Answer
(a) $$U=-\dfrac{GmM}{\sqrt{x^2+a^2}}.$$
(b) see work step by step
(c)$$F_x=\dfrac{-GmMx}{(x^2+a^2)^{3/2}}$$
(d) see work step by step
(e) If $x=0$ then $U=-\dfrac{GMm}{a}$ and $F_x=0$.
Work Step by Step
First of all, we have to find the potential due to a small segment of the ring and then integrate over the entire ring to find total U. Let's divide the ring up into small segments $dM$ (see picture).
(a) the gravitational potential energy of $dM$ and $m$ is
$$dU=-\dfrac{GmdM}{r}$$
and the total gravitational potential energy is
$$U=\int dU=-Gm\int \dfrac{dM}{r}.$$
We know that $r=\sqrt{x^2+a^2}$ is the same for all segments.

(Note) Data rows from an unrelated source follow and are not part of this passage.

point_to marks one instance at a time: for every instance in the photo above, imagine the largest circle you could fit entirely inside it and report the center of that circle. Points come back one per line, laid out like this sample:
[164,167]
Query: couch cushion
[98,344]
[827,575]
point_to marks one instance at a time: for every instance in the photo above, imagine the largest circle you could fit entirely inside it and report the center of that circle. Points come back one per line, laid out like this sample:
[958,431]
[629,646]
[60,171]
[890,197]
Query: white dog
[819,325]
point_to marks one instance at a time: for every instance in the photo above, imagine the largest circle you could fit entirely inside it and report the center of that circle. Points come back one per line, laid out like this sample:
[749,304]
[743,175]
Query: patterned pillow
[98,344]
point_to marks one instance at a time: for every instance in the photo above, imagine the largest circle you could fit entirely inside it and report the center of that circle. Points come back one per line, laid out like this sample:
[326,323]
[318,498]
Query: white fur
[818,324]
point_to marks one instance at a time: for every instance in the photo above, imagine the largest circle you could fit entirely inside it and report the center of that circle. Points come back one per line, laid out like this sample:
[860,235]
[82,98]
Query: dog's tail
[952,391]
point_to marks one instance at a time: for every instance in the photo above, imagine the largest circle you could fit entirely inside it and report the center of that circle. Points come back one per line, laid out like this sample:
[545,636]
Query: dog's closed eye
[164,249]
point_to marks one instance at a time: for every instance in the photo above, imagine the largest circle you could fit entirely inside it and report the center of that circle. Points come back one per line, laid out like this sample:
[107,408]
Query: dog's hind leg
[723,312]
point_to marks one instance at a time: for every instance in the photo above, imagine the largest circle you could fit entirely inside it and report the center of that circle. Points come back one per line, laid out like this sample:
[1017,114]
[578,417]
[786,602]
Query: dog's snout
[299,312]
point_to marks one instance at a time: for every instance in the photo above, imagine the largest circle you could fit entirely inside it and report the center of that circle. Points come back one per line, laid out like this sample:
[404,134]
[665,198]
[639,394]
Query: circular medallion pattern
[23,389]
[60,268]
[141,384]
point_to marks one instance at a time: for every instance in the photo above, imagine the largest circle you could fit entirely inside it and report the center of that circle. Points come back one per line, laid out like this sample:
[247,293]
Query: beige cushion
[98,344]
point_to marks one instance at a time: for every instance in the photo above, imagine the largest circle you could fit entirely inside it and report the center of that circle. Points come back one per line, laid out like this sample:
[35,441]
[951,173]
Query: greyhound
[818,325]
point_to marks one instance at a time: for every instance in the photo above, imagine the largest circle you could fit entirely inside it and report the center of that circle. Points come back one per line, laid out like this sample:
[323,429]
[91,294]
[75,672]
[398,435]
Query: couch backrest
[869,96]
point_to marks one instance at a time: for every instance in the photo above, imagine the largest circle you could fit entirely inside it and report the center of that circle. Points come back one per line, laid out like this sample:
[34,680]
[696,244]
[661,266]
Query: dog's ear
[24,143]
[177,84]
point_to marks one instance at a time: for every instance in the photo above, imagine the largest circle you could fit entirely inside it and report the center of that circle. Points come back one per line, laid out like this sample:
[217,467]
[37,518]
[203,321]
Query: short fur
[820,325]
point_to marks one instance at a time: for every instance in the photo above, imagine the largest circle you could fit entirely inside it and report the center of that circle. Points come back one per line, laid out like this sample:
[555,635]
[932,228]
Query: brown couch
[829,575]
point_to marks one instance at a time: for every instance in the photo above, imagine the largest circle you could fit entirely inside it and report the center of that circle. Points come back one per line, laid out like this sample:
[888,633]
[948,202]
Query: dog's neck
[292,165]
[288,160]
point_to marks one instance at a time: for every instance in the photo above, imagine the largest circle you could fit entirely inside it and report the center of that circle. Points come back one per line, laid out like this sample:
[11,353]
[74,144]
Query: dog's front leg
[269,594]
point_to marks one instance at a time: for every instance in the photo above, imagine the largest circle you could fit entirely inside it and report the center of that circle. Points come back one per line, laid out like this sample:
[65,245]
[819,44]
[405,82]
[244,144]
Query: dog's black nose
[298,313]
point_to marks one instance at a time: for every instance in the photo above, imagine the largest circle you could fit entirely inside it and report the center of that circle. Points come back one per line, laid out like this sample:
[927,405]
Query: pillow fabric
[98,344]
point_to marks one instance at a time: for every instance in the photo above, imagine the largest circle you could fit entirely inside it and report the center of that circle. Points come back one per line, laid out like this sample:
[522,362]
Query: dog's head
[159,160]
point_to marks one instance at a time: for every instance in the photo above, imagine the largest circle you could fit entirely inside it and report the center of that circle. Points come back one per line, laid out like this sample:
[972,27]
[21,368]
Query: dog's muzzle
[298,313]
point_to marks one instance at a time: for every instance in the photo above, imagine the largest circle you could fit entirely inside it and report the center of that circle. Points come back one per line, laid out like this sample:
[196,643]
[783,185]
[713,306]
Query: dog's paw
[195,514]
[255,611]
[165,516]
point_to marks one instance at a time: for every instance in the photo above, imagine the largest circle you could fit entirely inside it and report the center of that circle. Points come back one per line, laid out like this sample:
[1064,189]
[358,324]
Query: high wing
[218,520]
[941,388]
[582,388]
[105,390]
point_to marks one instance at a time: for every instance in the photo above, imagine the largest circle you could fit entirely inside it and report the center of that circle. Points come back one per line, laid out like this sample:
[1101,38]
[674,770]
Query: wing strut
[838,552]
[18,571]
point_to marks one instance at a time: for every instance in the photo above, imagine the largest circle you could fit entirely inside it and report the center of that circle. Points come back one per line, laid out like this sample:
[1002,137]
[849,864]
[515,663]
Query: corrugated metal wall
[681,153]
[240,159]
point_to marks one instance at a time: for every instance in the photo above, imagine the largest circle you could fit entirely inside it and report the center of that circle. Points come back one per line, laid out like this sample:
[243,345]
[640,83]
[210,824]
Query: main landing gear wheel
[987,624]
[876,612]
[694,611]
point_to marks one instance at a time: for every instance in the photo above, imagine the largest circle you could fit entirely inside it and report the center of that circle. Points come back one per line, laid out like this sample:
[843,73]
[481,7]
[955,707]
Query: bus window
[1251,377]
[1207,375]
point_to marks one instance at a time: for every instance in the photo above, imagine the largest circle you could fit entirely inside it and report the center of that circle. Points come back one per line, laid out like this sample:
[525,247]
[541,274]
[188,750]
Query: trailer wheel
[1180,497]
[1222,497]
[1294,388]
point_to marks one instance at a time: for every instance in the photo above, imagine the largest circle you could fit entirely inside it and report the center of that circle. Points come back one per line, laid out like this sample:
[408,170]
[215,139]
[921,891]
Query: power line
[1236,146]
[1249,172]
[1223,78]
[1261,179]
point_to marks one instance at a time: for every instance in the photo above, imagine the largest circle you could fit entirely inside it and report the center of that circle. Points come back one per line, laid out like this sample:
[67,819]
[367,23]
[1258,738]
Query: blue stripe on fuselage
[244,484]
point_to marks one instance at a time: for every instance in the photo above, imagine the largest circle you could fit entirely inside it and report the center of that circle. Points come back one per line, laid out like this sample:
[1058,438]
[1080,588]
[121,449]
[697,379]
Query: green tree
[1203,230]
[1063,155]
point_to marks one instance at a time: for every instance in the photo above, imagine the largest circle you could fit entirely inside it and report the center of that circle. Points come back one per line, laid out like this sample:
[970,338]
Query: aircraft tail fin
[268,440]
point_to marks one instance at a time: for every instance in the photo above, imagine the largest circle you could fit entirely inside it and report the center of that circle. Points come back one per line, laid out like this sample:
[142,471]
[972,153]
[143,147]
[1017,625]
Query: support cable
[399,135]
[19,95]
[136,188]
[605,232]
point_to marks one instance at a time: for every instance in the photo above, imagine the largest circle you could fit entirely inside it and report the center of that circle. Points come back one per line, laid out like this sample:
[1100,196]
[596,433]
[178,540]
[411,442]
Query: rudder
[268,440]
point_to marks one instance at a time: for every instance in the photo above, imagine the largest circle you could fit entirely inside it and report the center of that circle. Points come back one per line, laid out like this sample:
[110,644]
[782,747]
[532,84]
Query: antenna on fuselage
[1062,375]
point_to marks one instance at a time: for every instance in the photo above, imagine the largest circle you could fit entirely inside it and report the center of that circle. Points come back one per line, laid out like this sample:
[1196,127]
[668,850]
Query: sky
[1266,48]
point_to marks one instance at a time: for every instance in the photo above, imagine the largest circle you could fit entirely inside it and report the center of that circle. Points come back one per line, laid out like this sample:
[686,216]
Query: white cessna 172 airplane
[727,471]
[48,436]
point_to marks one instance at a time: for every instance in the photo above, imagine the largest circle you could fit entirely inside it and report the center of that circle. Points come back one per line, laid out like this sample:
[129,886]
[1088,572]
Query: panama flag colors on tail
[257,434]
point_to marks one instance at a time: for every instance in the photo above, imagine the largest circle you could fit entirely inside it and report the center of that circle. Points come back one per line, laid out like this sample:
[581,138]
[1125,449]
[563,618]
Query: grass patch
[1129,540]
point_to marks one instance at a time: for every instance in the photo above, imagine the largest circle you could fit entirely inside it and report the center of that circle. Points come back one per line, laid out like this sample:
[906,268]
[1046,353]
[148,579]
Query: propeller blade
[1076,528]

$$U=-\dfrac{Gm}{\sqrt{x^2+a^2}}\int dM=-\dfrac{GmM}{\sqrt{x^2+a^2}}.$$
(b) If $x \gg a$ then $\sqrt{x^2+a^2}=x$ amd $U=-\dfrac{GmM}{x}$.
As expected, this is the gravitational potential energy of two point masses separated by a distance $x$.
(c) Let's use $F_x=-\dfrac{dU}{dx}$
$$F_x=-\dfrac{d}{dx}\left(\dfrac{-GmM}{\sqrt{x^2+a^2}}\right)$$
$$F_x=GmM\dfrac{d}{dx}(x^2+a^2)^{-1/2}=GmM\left(-\dfrac{1}{2}(2x)(x^2+a^2)^{-3/2}\right)=\dfrac{-GmMx}{(x^2+a^2)^{3/2}}$$
The minus sign means the force is attractive.
(d) if $x\gg a$ then $(x^2+a^2)^{3/2}=(x^2)^{3/2}=x^3$
and
$$F_x=-\dfrac{GmMx}{x^3}=-\dfrac{GmM}{x^2}$$
This is the force between two point masses separated by a distance x.
(e) If $x=0$ then $U=-\dfrac{GMm}{a}$ and $F_x=0$. It's obvious, because each small segment of the ring is the same distance from the center and the potential is the same as that due to a point charge of mass $M$ located at a distance $a$. As for force, when the particle is at the center of the ring, symmetrically placed segments of the ring exert equal and opposite forces and the total $F_x$ exerted by the ring is 0.